The ministry of youth, indigenisation and economic empowerment has been involved in mysterious money transactions with the employment creation fund that falls under it.

This was revealed in a recent report on public accounts following an audit by the Auditor General (AG).

The audit revealed that the ministry paid a grant to the youth development and employment creation fund account and later borrowed from it. Subsequently, the ministry reimbursed the money to the youth fund under unclear circumstances.

“The practice of borrowing money from the fund cripples operations of the same and exposes financial resources to misappropriation. The ministry should desist from borrowing financial resources from the fund as this may negatively affect its operations,” read the report.

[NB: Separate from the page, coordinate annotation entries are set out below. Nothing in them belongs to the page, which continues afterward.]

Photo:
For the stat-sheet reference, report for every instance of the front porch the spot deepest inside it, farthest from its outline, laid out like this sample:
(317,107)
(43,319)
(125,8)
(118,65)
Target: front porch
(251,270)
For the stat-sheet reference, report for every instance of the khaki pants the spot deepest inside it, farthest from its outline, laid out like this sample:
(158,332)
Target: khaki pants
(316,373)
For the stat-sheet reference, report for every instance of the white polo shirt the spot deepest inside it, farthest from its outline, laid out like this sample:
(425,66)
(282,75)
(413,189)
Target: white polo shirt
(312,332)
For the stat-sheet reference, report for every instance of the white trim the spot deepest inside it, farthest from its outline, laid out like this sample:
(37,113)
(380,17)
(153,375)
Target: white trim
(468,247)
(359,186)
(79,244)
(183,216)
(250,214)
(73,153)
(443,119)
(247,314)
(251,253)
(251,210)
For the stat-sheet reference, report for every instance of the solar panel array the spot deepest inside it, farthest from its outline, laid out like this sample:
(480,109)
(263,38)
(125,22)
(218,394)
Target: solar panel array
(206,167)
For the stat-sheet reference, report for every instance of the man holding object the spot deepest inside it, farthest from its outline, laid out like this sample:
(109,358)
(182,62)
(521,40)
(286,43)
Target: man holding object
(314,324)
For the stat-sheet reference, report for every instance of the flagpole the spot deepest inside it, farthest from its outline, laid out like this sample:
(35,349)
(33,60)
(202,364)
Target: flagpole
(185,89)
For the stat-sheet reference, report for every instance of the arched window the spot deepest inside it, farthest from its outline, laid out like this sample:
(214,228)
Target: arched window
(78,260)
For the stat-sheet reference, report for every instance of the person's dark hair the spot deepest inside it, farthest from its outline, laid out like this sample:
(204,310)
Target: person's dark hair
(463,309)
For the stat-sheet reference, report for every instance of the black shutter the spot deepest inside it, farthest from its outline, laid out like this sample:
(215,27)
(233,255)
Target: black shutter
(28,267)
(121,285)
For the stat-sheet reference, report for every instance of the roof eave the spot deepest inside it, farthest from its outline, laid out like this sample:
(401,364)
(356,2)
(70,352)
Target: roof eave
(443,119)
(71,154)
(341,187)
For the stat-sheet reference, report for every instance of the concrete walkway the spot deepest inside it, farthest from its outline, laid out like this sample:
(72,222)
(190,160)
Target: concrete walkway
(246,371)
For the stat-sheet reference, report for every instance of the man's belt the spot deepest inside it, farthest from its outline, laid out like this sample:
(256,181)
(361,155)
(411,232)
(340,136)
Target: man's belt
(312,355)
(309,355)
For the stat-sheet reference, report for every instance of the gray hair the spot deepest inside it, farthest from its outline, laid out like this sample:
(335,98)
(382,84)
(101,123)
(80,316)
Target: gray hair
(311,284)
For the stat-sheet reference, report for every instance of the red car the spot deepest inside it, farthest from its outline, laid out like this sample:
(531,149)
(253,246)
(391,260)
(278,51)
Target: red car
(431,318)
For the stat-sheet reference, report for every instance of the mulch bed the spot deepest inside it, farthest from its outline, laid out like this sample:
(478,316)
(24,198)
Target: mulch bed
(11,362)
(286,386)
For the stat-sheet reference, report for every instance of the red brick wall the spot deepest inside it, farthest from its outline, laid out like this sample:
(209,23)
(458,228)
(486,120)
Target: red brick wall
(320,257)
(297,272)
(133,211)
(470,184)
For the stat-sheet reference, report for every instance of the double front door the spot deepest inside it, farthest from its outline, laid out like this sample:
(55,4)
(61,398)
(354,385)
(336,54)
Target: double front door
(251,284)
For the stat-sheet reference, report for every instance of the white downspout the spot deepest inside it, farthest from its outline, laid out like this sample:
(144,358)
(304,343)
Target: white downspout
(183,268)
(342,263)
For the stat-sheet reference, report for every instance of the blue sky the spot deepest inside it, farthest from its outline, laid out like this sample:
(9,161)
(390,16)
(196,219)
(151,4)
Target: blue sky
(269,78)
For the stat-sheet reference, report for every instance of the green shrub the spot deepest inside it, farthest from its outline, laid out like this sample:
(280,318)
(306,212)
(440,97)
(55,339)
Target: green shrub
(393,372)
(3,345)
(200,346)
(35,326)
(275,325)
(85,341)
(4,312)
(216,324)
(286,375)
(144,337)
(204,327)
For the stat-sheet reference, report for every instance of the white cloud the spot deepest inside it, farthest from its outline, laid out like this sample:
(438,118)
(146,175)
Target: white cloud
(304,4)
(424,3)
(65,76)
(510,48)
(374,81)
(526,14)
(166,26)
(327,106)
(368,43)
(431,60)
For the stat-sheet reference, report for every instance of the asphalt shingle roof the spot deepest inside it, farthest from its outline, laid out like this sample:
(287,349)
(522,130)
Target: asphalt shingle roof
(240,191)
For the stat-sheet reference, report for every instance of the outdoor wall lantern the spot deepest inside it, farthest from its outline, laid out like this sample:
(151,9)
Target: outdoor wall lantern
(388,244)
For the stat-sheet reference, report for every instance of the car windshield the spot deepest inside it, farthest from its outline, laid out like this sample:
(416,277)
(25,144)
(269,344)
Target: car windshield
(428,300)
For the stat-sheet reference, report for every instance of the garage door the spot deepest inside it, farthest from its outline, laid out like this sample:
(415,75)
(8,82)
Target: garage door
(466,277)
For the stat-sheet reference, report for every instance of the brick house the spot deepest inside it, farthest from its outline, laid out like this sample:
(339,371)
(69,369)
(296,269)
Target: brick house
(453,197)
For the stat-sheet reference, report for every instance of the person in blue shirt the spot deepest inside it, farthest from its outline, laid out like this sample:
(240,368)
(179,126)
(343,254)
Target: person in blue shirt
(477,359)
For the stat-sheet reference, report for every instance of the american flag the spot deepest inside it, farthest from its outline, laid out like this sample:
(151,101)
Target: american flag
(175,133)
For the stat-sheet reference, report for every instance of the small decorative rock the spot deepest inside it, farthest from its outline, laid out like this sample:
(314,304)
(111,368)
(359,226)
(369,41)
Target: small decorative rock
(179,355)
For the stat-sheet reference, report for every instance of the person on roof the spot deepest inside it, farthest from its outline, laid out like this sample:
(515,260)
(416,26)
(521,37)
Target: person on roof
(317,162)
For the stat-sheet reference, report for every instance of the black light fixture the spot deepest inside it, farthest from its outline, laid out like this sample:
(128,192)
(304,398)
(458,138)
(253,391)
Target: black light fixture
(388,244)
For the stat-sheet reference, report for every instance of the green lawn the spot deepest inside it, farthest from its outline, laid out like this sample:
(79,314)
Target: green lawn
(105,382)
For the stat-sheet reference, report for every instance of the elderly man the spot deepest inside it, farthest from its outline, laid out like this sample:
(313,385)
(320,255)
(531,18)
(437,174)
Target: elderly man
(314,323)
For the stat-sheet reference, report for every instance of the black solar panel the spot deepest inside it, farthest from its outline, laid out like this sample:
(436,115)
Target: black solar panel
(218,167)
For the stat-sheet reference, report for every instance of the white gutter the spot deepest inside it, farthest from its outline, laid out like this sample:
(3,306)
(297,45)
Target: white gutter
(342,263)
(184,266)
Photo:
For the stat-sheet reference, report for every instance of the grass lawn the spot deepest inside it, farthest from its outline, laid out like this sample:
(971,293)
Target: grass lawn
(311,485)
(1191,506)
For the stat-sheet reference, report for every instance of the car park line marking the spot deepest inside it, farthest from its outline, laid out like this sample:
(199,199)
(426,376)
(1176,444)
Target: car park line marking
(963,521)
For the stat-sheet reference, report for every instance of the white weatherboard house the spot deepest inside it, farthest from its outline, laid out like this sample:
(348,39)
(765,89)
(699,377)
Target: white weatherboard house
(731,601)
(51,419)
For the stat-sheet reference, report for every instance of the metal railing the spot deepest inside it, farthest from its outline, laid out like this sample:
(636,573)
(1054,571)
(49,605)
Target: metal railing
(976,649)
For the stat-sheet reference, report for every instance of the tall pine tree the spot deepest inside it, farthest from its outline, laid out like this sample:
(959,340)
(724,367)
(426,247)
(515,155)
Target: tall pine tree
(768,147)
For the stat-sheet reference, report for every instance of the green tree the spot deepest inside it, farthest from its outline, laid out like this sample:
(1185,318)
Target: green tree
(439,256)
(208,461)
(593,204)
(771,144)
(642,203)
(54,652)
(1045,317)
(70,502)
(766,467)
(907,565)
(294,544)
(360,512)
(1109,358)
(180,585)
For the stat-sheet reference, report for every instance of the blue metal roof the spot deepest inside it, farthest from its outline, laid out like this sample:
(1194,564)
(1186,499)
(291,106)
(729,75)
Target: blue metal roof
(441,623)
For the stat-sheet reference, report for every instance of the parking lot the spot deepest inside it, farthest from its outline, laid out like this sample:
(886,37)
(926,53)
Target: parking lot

At the beginnng of 2014, the ministry owed the fund some $130,000 while during the same year, expenditure amounting to $9,863 was met from the fund’s resources. “My concern is that this may result in the fund account failing to meet its objectives. The practice of borrowing money from the fund is not in line with current regulations,” said the AG, Mildred Chiri. In response, the ministry said the money was borrowed to “cover pressing issues that had arisen within the ministry with the intention of reimbursing the fund”. It accused treasury of availing resources to the ministry “as and when it liked”, forcing them to dig into fund coffers.

In addition, the ministry’s houses at vocational training centres from which it was collecting rent were not classified according to size and type for easy management of the rentals, noted the report. As a result, the AG could not do the monthly rates as stipulated by treasury regulations.

Contrary to the provisions of the Public Finance Management Act (Chapter 22:19) the ministry had long outstanding revenue amounting to $93,687 accrued from departmental surcharges.

“Delays in recovering outstanding departmental surcharges and disallowances may result in the outstanding amounts being irrecoverable.

This also deprives the government from using the money for other activities,” reads the report. Out of $534,598 loans given out to youths, only $47,847 was recovered. “No allowance was created to recognise the potential loss that could arise as a result of irrecoverable loans,” noted the AG.